The idea this week: switching careers can be terrifying — but it can also be the key to finding more satisfying and impactful work.

Trust me — I’ve tested my fit for at least four different career paths before landing where I am now. After a first job in teaching, I explored:

When I graduated from university with a degree in philosophy, I didn’t know what to do next, but I knew I wanted to find a job that helped others and wasn’t harmful. I looked for roles at nonprofits nearby and ended up getting hired at a special education school.

I loved many parts of the job and the students I worked with, but when the opportunity arose to get my master’s in special education, I realised I didn’t envision spending my whole career in the field. I had gotten involved with local vegan advocacy and an effective altruism group, and I was curious if there were even more impactful opportunities I could pursue with my career.

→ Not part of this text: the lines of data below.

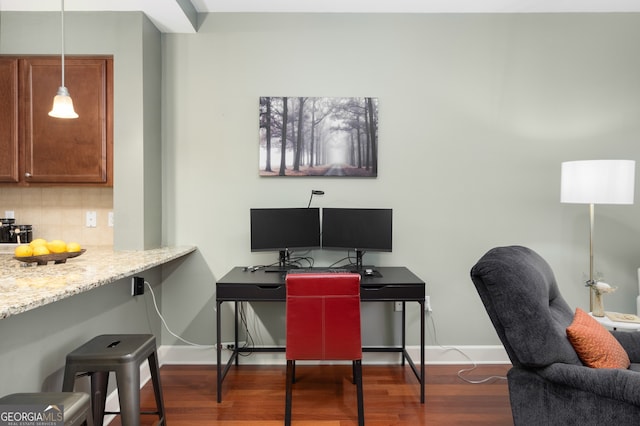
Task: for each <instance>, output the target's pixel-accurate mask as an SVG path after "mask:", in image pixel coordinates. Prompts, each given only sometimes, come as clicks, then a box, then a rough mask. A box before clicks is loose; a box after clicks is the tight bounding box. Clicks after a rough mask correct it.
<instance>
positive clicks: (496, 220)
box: [163, 14, 640, 345]
mask: <svg viewBox="0 0 640 426" xmlns="http://www.w3.org/2000/svg"><path fill="white" fill-rule="evenodd" d="M201 21H202V22H201V25H200V28H199V31H198V33H197V34H193V35H175V34H172V35H164V36H163V37H164V54H163V61H164V62H163V63H164V65H163V67H164V70H163V71H164V83H163V84H164V91H163V93H164V96H165V98H164V103H163V105H164V116H165V120H164V121H163V138H164V149H165V155H164V180H163V185H164V186H163V188H164V189H163V195H164V197H165V199H164V202H163V206H164V222H163V223H164V231H163V235H164V238H165V241H166V242H168V243H171V244H174V243H177V244H181V243H189V244H195V245H197V246H198V247H199V250H200V253H201V255H202V259H201V261H202V262H203V265H199V266H198V267H197V268H196V267H195V265H194V269H193V271H195V270H197V271H198V273H199V274H200V275H201V276H202V278H205V279H207V278H209V279H210V280H211V282H210V283H207V282H204V281H201V282H199V283H197V282H190V284H189V285H191V286H193V292H191V291H188V292H181V293H180V294H178V287H177V286H174V285H171V286H166V288H165V296H167V297H166V299H165V301H166V302H167V304H166V305H165V309H167V311H168V312H172V313H173V316H174V317H175V316H178V313H179V312H182V313H184V312H188V311H189V310H194V311H196V312H206V315H207V318H208V317H209V316H212V315H213V312H210V311H208V309H209V307H208V306H209V303H210V302H209V301H210V299H211V298H212V297H213V289H211V286H212V281H213V279H215V278H219V277H221V276H222V275H223V274H224V273H226V271H227V270H228V269H229V268H231V267H232V266H234V265H253V264H260V263H270V262H273V261H274V260H275V259H276V254H275V253H269V254H252V253H250V248H249V209H250V208H251V207H291V206H299V207H304V206H306V203H307V201H308V199H309V194H310V190H311V189H322V190H324V191H325V195H324V196H322V197H316V198H314V205H315V206H318V207H336V206H353V207H392V208H393V209H394V219H395V222H394V226H395V228H394V241H393V244H394V251H393V253H391V254H379V255H374V254H367V255H365V257H366V259H365V260H366V261H367V262H370V263H376V264H379V265H395V264H400V265H406V266H408V267H409V268H411V269H412V270H413V271H414V272H415V273H417V274H418V275H419V276H420V277H422V278H423V279H424V280H426V282H427V292H428V294H430V295H431V298H432V304H433V308H434V314H433V319H434V322H435V326H436V329H437V335H438V340H439V343H441V344H448V345H452V344H455V345H491V344H497V343H498V339H497V338H496V336H495V332H494V331H493V328H492V327H491V325H490V322H489V320H488V317H487V315H486V313H485V311H484V308H483V307H482V305H481V303H480V301H479V298H478V296H477V293H476V292H475V289H474V288H473V285H472V283H471V281H470V279H469V269H470V268H471V266H472V265H473V264H474V263H475V262H476V261H477V260H478V258H479V257H480V256H481V255H482V254H484V253H485V252H486V251H487V250H488V249H490V248H491V247H494V246H497V245H507V244H522V245H527V246H530V247H532V248H533V249H535V250H537V251H539V252H540V253H541V254H542V255H543V256H544V257H545V258H546V259H547V260H548V261H549V263H550V264H551V266H552V267H553V268H554V270H555V272H556V275H557V278H558V280H559V281H560V286H561V289H562V292H563V294H564V295H565V296H566V298H567V300H568V302H569V303H570V304H571V305H572V306H580V307H582V308H587V307H588V296H587V291H586V290H585V288H584V286H583V282H584V280H585V279H586V275H585V274H586V273H587V272H588V259H589V257H588V208H587V206H582V205H570V204H561V203H560V163H561V162H562V161H567V160H580V159H600V158H628V159H634V160H638V159H639V158H638V157H639V153H640V143H639V141H638V139H639V137H640V132H639V130H640V121H639V120H638V117H639V116H640V77H639V76H640V55H638V53H637V42H638V40H639V39H640V15H637V14H534V15H522V14H520V15H510V14H495V15H488V14H470V15H443V14H440V15H384V14H378V15H358V14H327V15H323V14H316V15H310V14H307V15H305V14H209V15H204V16H201ZM260 96H374V97H378V98H379V102H380V111H379V117H380V135H379V136H380V146H379V149H380V151H379V153H380V155H379V157H380V162H379V176H378V178H377V179H339V178H297V179H296V178H284V179H283V178H261V177H259V176H258V170H257V167H258V98H259V97H260ZM639 212H640V199H638V200H637V203H636V205H635V206H598V207H597V208H596V216H597V217H596V241H595V242H596V266H597V268H596V269H598V270H599V271H601V272H602V273H603V274H604V275H605V277H606V278H607V280H609V282H610V283H611V284H613V285H616V286H618V290H617V292H616V293H615V294H613V295H609V296H606V299H605V306H606V308H607V309H609V310H616V311H623V312H635V297H636V295H637V294H638V284H637V279H636V269H637V268H638V267H639V266H640V256H639V253H640V239H639V238H638V234H639V231H640V221H639V220H638V217H639ZM313 255H314V256H315V257H316V264H319V265H322V264H324V265H327V264H330V263H331V262H333V261H334V260H337V259H339V258H340V257H342V255H343V253H335V252H316V253H313ZM193 260H194V263H196V261H195V259H193ZM209 271H210V273H211V274H212V276H211V277H208V273H209ZM191 273H192V270H191V269H189V270H184V272H183V273H178V274H176V275H175V276H174V277H171V279H170V281H175V283H186V282H188V281H189V280H190V279H191V278H193V276H192V275H191ZM174 291H175V293H172V292H174ZM203 296H204V297H203ZM169 301H170V302H169ZM253 310H254V311H255V314H251V315H250V323H251V324H252V327H254V328H255V329H256V330H258V331H257V332H256V336H257V337H258V339H257V343H258V344H260V343H264V344H268V343H271V341H273V340H275V341H281V339H282V323H283V320H282V318H283V311H282V309H281V307H276V306H272V305H266V306H263V305H257V306H254V307H253ZM366 310H367V311H366V315H367V321H366V324H367V326H366V327H368V328H367V329H366V330H365V333H366V334H367V335H366V336H365V342H366V343H367V342H368V343H373V342H375V341H378V340H385V341H386V340H388V339H389V338H390V337H389V336H387V334H386V333H381V332H380V331H379V330H381V329H385V328H388V326H387V327H385V324H389V321H397V318H396V317H394V316H393V315H394V314H393V313H391V312H389V310H388V308H385V307H382V306H377V307H367V308H366ZM223 314H224V315H225V316H226V319H227V322H226V324H227V326H225V328H224V332H225V336H223V340H224V339H227V338H230V336H231V328H230V324H231V322H230V321H229V319H230V315H231V313H230V312H228V311H226V310H225V311H224V312H223ZM183 321H184V323H183V324H182V325H181V327H182V328H184V329H188V330H189V334H190V337H192V338H198V337H200V338H201V339H213V338H214V337H215V336H214V335H213V334H212V332H211V326H212V325H213V320H207V321H204V320H202V321H201V320H200V319H199V318H195V319H193V320H191V319H190V318H189V317H188V316H184V317H183ZM410 321H411V326H412V328H413V331H416V330H417V325H418V318H417V314H416V312H415V310H412V312H411V313H410ZM381 334H382V335H381ZM411 336H412V339H413V340H412V341H410V343H411V344H416V343H417V337H416V335H415V333H411ZM167 341H170V340H167ZM428 342H429V343H430V344H433V343H434V338H433V333H431V332H429V333H428Z"/></svg>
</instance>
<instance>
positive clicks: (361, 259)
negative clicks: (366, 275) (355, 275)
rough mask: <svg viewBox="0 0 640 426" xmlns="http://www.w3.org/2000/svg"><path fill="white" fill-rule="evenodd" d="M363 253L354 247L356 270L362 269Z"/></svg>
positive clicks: (361, 269)
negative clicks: (355, 249)
mask: <svg viewBox="0 0 640 426" xmlns="http://www.w3.org/2000/svg"><path fill="white" fill-rule="evenodd" d="M363 255H364V251H362V250H358V249H356V270H357V271H358V272H359V271H362V256H363Z"/></svg>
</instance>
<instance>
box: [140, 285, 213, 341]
mask: <svg viewBox="0 0 640 426" xmlns="http://www.w3.org/2000/svg"><path fill="white" fill-rule="evenodd" d="M144 283H145V284H146V285H147V288H148V289H149V291H150V292H151V299H152V300H153V307H154V308H155V309H156V313H157V314H158V317H160V321H162V325H164V328H165V329H166V330H167V331H168V332H169V334H171V335H172V336H173V337H175V338H177V339H179V340H181V341H183V342H184V343H186V344H188V345H191V346H196V347H199V348H214V347H215V345H202V344H200V343H194V342H190V341H188V340H186V339H183V338H182V337H180V336H178V335H177V334H176V333H174V332H173V331H171V329H170V328H169V326H168V325H167V322H166V321H165V319H164V317H163V316H162V314H161V313H160V310H159V309H158V304H157V303H156V295H155V293H154V292H153V289H152V288H151V284H149V282H147V281H145V282H144Z"/></svg>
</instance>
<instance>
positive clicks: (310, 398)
mask: <svg viewBox="0 0 640 426" xmlns="http://www.w3.org/2000/svg"><path fill="white" fill-rule="evenodd" d="M463 368H468V366H460V365H457V366H451V365H447V366H440V365H437V366H433V365H428V366H427V367H426V375H427V380H426V401H425V404H424V405H422V404H420V389H419V387H418V384H417V381H416V378H415V376H414V375H413V372H412V371H411V370H410V368H409V367H408V366H405V367H404V368H403V367H400V366H397V365H384V366H381V365H364V366H363V381H364V382H363V383H364V403H365V419H366V424H367V425H368V426H383V425H384V426H388V425H402V426H405V425H406V426H415V425H438V426H440V425H487V426H489V425H491V426H503V425H505V426H506V425H512V424H513V421H512V419H511V409H510V406H509V396H508V390H507V383H506V380H499V379H493V380H491V381H489V382H487V383H483V384H471V383H467V382H465V381H463V380H462V379H460V378H459V377H458V376H457V372H458V371H459V370H461V369H463ZM509 368H510V366H508V365H480V366H478V368H477V369H475V370H474V371H472V372H470V373H466V374H465V375H464V376H465V377H466V378H467V379H470V380H474V381H477V380H481V379H483V378H485V377H488V376H504V375H506V373H507V371H508V370H509ZM296 370H297V372H296V376H297V383H296V384H295V385H294V393H293V412H292V418H293V425H294V426H296V425H297V426H312V425H313V426H351V425H357V409H356V394H355V386H354V385H353V384H352V383H351V366H350V365H334V366H328V365H324V366H307V365H298V366H297V367H296ZM215 377H216V372H215V366H213V365H195V366H191V365H167V366H163V367H162V368H161V380H162V388H163V393H164V401H165V406H166V411H167V424H168V426H187V425H189V426H198V425H222V426H225V425H226V426H240V425H242V426H247V425H253V426H276V425H278V426H280V425H282V424H283V419H284V385H285V367H284V366H256V365H241V366H240V368H235V367H234V368H232V369H231V370H230V371H229V373H228V375H227V377H226V379H225V381H224V384H223V399H222V403H220V404H218V403H217V402H216V389H215V386H216V380H215ZM141 405H142V409H143V410H154V409H155V402H154V399H153V390H152V387H151V383H147V384H146V385H145V386H144V388H143V389H142V394H141ZM141 419H142V420H141V425H142V426H147V425H153V424H155V423H156V421H157V416H152V415H143V416H141ZM111 425H112V426H119V425H120V419H119V417H116V419H115V420H114V421H113V422H112V423H111Z"/></svg>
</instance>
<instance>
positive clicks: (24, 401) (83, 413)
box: [0, 392, 90, 426]
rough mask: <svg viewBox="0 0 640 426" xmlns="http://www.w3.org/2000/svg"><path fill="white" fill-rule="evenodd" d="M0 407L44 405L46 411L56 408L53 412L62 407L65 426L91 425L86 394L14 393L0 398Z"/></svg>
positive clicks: (42, 405)
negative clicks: (88, 422)
mask: <svg viewBox="0 0 640 426" xmlns="http://www.w3.org/2000/svg"><path fill="white" fill-rule="evenodd" d="M0 405H35V406H37V405H42V406H43V407H44V408H45V409H46V408H48V407H49V406H56V407H52V408H51V409H52V410H57V409H59V406H62V416H63V417H62V418H63V421H64V425H65V426H81V425H84V426H87V425H88V424H89V423H88V421H89V408H90V403H89V395H87V394H86V393H84V392H41V393H13V394H11V395H7V396H4V397H2V398H0ZM18 423H20V422H16V424H18Z"/></svg>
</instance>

I once thought that most of my impact would come through donating — but a lot of the people I was talking to were discussing the idea that career choice could be even more impactful than charitable giving (especially since teaching wasn’t particularly lucrative in my case).

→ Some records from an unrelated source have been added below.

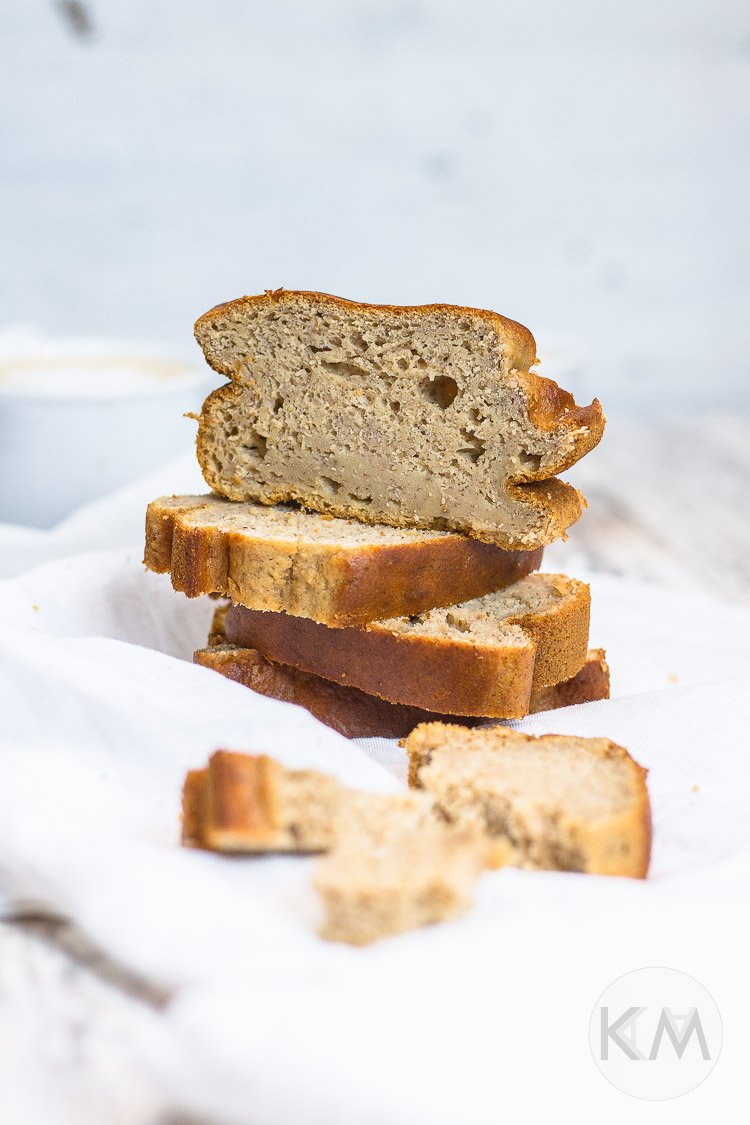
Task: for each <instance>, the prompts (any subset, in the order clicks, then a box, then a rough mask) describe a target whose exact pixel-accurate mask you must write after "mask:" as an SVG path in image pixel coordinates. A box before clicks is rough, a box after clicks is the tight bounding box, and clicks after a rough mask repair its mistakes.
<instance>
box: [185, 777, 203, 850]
mask: <svg viewBox="0 0 750 1125" xmlns="http://www.w3.org/2000/svg"><path fill="white" fill-rule="evenodd" d="M207 781H208V769H189V771H188V774H187V775H186V778H184V784H183V786H182V845H183V847H202V846H204V830H202V822H204V808H205V801H206V783H207Z"/></svg>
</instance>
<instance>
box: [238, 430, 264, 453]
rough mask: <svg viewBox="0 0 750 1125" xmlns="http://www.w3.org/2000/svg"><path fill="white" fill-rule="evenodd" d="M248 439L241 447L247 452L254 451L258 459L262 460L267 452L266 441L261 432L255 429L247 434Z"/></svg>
mask: <svg viewBox="0 0 750 1125" xmlns="http://www.w3.org/2000/svg"><path fill="white" fill-rule="evenodd" d="M249 436H250V441H249V442H246V443H245V444H243V447H242V448H243V449H246V450H247V452H249V453H256V456H257V458H259V460H261V461H262V460H263V458H264V457H265V454H266V452H268V442H266V440H265V438H264V436H263V434H262V433H259V432H257V431H256V430H255V431H253V432H252V433H251V434H249Z"/></svg>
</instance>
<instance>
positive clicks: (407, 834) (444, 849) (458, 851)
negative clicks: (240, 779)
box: [314, 794, 486, 945]
mask: <svg viewBox="0 0 750 1125" xmlns="http://www.w3.org/2000/svg"><path fill="white" fill-rule="evenodd" d="M409 795H410V796H412V798H414V796H421V798H423V800H421V801H416V802H415V801H414V800H409ZM360 796H364V794H361V795H360ZM424 798H426V794H399V795H395V796H391V795H388V796H377V795H371V794H368V795H367V798H365V799H364V801H360V802H359V804H354V805H352V807H350V808H349V809H347V810H346V811H345V812H344V813H343V816H344V818H345V819H344V821H340V822H338V831H337V843H336V847H335V848H334V850H333V852H331V853H328V854H327V855H326V856H324V857H323V858H320V859H318V862H317V864H316V867H315V875H314V885H315V888H316V890H317V892H318V894H319V895H320V899H322V902H323V907H324V911H325V920H324V924H323V926H322V928H320V930H319V933H320V936H322V937H324V938H325V939H326V940H328V942H345V943H347V944H349V945H367V944H369V943H370V942H374V940H378V939H379V938H381V937H388V936H390V935H394V934H401V933H404V931H406V930H409V929H414V928H416V927H418V926H426V925H428V924H431V922H436V921H446V920H450V919H453V918H458V917H459V916H460V915H462V913H463V912H464V911H466V910H468V909H469V907H470V906H471V903H472V901H473V890H475V885H476V882H477V879H478V877H479V874H480V872H481V870H482V867H484V866H485V863H486V849H485V845H484V843H482V839H481V836H480V835H479V834H478V832H476V831H475V830H472V829H463V828H455V827H453V826H451V825H446V823H442V822H441V821H440V820H439V819H436V818H435V816H434V812H433V802H432V800H430V799H428V798H427V799H426V800H425V799H424Z"/></svg>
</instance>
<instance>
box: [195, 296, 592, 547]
mask: <svg viewBox="0 0 750 1125" xmlns="http://www.w3.org/2000/svg"><path fill="white" fill-rule="evenodd" d="M196 337H197V340H198V342H199V344H200V346H201V348H202V350H204V353H205V355H206V359H207V360H208V362H209V364H210V366H211V367H213V368H214V369H215V370H217V371H219V372H220V373H223V375H226V376H227V377H228V378H229V379H231V380H232V381H231V382H229V384H227V385H226V386H224V387H220V388H219V389H218V390H215V391H214V393H213V394H211V395H210V396H209V397H208V399H207V400H206V403H205V405H204V408H202V413H201V416H200V424H199V429H198V460H199V461H200V466H201V469H202V471H204V476H205V477H206V480H207V481H208V484H209V485H210V487H211V488H214V489H215V490H216V492H218V493H220V494H222V495H224V496H227V497H229V498H231V499H241V501H246V499H253V501H260V502H262V503H264V504H275V503H278V502H279V501H297V502H299V503H300V504H302V505H304V506H306V507H309V508H313V510H315V511H318V512H328V513H331V514H332V515H336V516H346V517H353V519H356V520H360V521H362V522H365V523H386V524H391V525H394V526H410V528H437V529H451V530H454V531H462V532H466V533H467V534H470V535H475V537H476V538H478V539H484V540H485V541H487V542H491V543H496V544H497V546H499V547H509V548H525V549H528V548H535V547H540V546H542V544H544V543H549V542H551V541H552V540H553V539H557V538H558V537H559V535H562V534H564V532H566V529H567V528H568V526H570V524H571V523H573V522H575V521H576V520H577V519H578V516H579V515H580V511H581V498H580V496H579V494H578V493H577V490H576V489H575V488H572V487H570V486H569V485H566V484H563V483H562V481H560V480H557V479H555V474H557V472H561V471H562V470H564V469H566V468H568V467H570V466H571V465H573V463H575V462H576V461H578V460H579V459H580V458H581V457H582V456H584V454H585V453H587V452H588V451H589V450H590V449H593V448H594V447H595V445H596V444H597V442H598V441H599V439H600V436H602V433H603V430H604V416H603V414H602V407H600V406H599V403H598V402H597V400H594V402H593V403H591V404H590V406H578V405H576V402H575V399H573V398H572V396H571V395H569V394H568V393H567V391H564V390H562V389H561V388H560V387H558V385H557V384H555V382H552V381H551V380H549V379H544V378H542V377H541V376H539V375H535V373H532V372H531V371H530V368H531V367H532V366H533V364H534V363H535V362H536V344H535V343H534V339H533V336H532V335H531V333H530V332H528V331H527V330H526V328H524V327H523V326H522V325H519V324H516V323H515V322H513V321H508V319H506V318H505V317H503V316H499V315H498V314H497V313H491V312H487V311H482V309H475V308H461V307H457V306H452V305H424V306H417V307H396V306H390V305H363V304H359V303H356V302H350V300H342V299H341V298H338V297H332V296H329V295H326V294H317V293H292V291H286V290H282V289H279V290H275V291H273V293H271V291H268V293H265V294H263V295H260V296H257V297H241V298H240V299H237V300H232V302H228V303H227V304H224V305H219V306H217V307H216V308H213V309H211V311H210V312H208V313H206V314H205V315H204V316H201V317H200V319H199V321H198V322H197V324H196Z"/></svg>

But what should I actually do?

I started testing my fit for returning to academic philosophy, by auditing graduate seminars on ethics, and also for journalism, by drafting letters to the editor and articles to pitch to news sites. I thought these kinds of roles would be useful for communicating about important ideas and promoting positive values while leaning into my strengths. And I might gain useful career capital that I could potentially apply to working on different problems down the road.

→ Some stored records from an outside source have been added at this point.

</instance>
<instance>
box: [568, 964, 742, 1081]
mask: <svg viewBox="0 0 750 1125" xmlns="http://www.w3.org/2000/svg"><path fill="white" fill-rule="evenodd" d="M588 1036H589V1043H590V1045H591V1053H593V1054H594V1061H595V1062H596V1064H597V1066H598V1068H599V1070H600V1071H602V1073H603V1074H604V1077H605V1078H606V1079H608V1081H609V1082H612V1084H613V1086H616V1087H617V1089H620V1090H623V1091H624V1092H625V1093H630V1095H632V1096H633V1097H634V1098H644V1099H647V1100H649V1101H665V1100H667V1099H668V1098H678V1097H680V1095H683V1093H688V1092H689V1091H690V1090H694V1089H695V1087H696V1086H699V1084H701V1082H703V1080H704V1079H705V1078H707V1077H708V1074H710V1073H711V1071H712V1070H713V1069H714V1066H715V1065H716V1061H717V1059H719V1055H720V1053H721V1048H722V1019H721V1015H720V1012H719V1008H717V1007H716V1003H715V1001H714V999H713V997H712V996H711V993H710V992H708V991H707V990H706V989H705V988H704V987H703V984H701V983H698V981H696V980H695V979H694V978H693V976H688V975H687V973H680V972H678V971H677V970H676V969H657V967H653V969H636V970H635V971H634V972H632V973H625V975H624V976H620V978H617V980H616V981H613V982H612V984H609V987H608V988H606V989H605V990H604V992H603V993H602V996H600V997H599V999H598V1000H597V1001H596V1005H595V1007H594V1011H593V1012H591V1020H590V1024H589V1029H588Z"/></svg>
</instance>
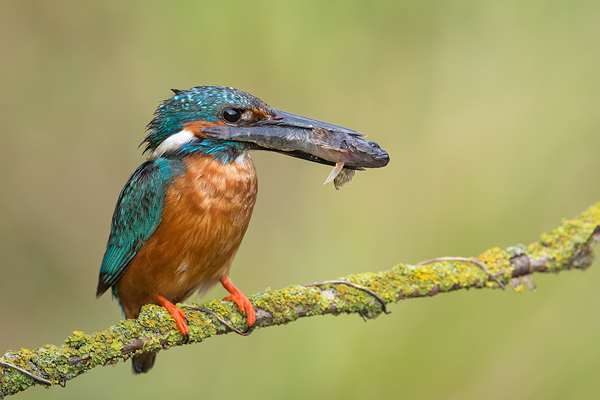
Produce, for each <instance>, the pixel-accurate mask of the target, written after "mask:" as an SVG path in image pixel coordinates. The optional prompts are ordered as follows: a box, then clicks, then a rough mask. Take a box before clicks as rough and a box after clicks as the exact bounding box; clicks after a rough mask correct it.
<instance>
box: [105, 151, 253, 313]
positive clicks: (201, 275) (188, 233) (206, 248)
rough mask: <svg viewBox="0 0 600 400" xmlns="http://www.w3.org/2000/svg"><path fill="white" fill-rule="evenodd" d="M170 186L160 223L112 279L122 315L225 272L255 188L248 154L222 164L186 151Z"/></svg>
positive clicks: (235, 248) (183, 291)
mask: <svg viewBox="0 0 600 400" xmlns="http://www.w3.org/2000/svg"><path fill="white" fill-rule="evenodd" d="M184 162H185V163H186V164H187V168H186V171H185V173H184V174H183V175H181V176H180V177H178V178H176V180H175V181H174V182H173V184H172V186H171V187H170V188H169V191H168V194H167V197H166V199H165V205H164V210H163V214H162V219H161V223H160V225H159V227H158V228H157V229H156V231H155V232H154V234H153V235H152V236H151V237H150V239H148V241H147V242H146V243H145V244H144V246H143V247H142V248H141V249H140V252H139V253H138V254H137V255H136V257H135V258H134V259H133V261H132V262H131V264H130V265H129V267H128V268H127V271H126V272H125V273H124V274H123V276H122V277H121V279H119V281H118V283H117V292H118V296H119V300H120V301H121V304H122V305H123V311H124V312H125V316H126V317H127V318H137V316H138V315H139V311H140V309H141V307H142V306H143V305H144V304H151V303H152V304H156V302H155V301H154V300H153V299H152V297H151V295H154V296H156V295H157V294H162V295H163V296H164V297H165V298H167V299H168V300H169V301H171V302H173V303H176V302H179V301H182V300H184V299H186V298H187V297H189V296H190V295H191V294H192V293H193V292H194V291H195V290H197V289H199V290H200V291H201V292H206V291H208V290H210V289H211V288H212V287H213V286H214V285H215V284H216V283H218V282H219V281H220V280H221V278H223V277H225V276H228V275H229V269H230V267H231V263H232V261H233V258H234V256H235V253H236V252H237V250H238V248H239V246H240V244H241V242H242V239H243V237H244V234H245V233H246V228H248V224H249V222H250V217H251V215H252V210H253V208H254V203H255V201H256V193H257V190H258V184H257V178H256V169H255V167H254V163H253V162H252V159H251V158H250V156H249V155H248V154H245V155H242V156H240V158H238V160H236V161H235V162H233V163H231V164H226V165H223V164H222V163H221V162H218V161H215V160H214V159H213V158H212V157H197V156H190V157H188V158H186V159H184Z"/></svg>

I ended up getting rejected from the PhD programs I applied to — instead getting offered a master’s slot in New York City. It turned out, though, that I had some aptitude for journalism. I started out by writing about topics related to my work in teaching, and once I had been published, it was easier to convince other editors to publish me.

I moved to New York, having saved up enough cash working at the school and living with my parents. Once there, I was able to leverage my freelance writing into an internship, leverage an internship into a part-time job, and leverage a part-time job into full-time work as a journalist.

It took time and patience, and it was a bit weird starting at the beginning stages of a new career after having already spent three years on a job.

But being a journalist was thrilling, and I appreciated getting constant feedback. I became an editor, while still getting to write, and eventually became a senior editor covering US politics — a role very much like I had been aiming for at the start. And yet, while I was doing well in some respects, I also recognised that the impact I could achieve was likely limited by my role. Having a real impact in journalism is quite challenging and fraught with difficulties.

After eight years pursuing a journalism career, I decided to shift paths again. I had gathered a healthy cushion of savings for this kind of situation, like before, so I would have the time to do a thorough job search (and spend a little time doing some independent research).

I had a 1-1 advising call with 80,000 Hours, and I found there might be opportunities for me in writing and researching more exclusively about the world’s most pressing problems. Eventually I took my job here — not where I expected to end up when I had my call! — and now I get to help other people think about how they can use their careers to tackle the world’s most pressing problems.

Shifting your career path is not straightforward; you should only do it carefully, understanding you’ll face setbacks, and make sure you have backup options and enough resources to support yourself through uncertain times.

But if you think you can find more impactful work that also fits with the rest of your life, and you’re motivated to make it work, it could be an incredibly rewarding decision.